情報通信研究機構(NICT)は11日、標準外径(0.12mm)結合型3コア光ファイバを用いて、毎秒172テラビットで2040キロメートルの大容量・長距離伝送実験に成功したと発表した。これは伝送能力の一般的な指標である伝送容量と距離の積に換算すると、毎秒351ペタビット×kmとなり、これまでの世界記録の約2倍の記録。
次世代高速通信規格5Gの導入により、通信トラフィックは今後飛躍的に増大する見込みだ。これに対応するため、究極の大容量を追求する研究では、光ファイバのコアを増やし、各コアに異なるモードの光信号を伝送するマルチコア・マルチモード光ファイバの研究を推進。一方、早期実用化を目指した研究では、標準外径のマルチコアまたはマルチモード光ファイバの研究が行われている。

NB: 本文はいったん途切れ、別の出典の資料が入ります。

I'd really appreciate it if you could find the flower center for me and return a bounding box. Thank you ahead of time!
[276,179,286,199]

NICTネットワークシステム研究所では今回、米国ノキアベル研究所が実施した、統合型マルチコア光ファイバにおける抑圧されたモード分散特性を利用した長距離伝送実験結果を基に、NICTが大容量・長距離伝送システムを構築。359波長を16QAM変調し、世界最高記録となる大容量・長距離の伝送に成功した。
統合型マルチコア光ファイバは、マルチモード光ファイバと同様に受信側では信号処理による干渉の除去が必要だが、各コアの伝送損失のばらつきが小さく、長距離伝送に適している。この特性により信号処理の付加を小さくできるため、マルチモード光ファイバと比べ伝送システム全体の省電力化が図れる。ただ、これまでは波長範囲5nm以下という限られた信号帯域でしか伝送が行われておらず、長距離伝送特性と大容量伝送を両立できるかは解明されていなかった。今回の研究成果により、NICTでは既存設備でケーブル化が可能な標準外径で、大容量基幹系通信システムの実用化が期待できるとしている。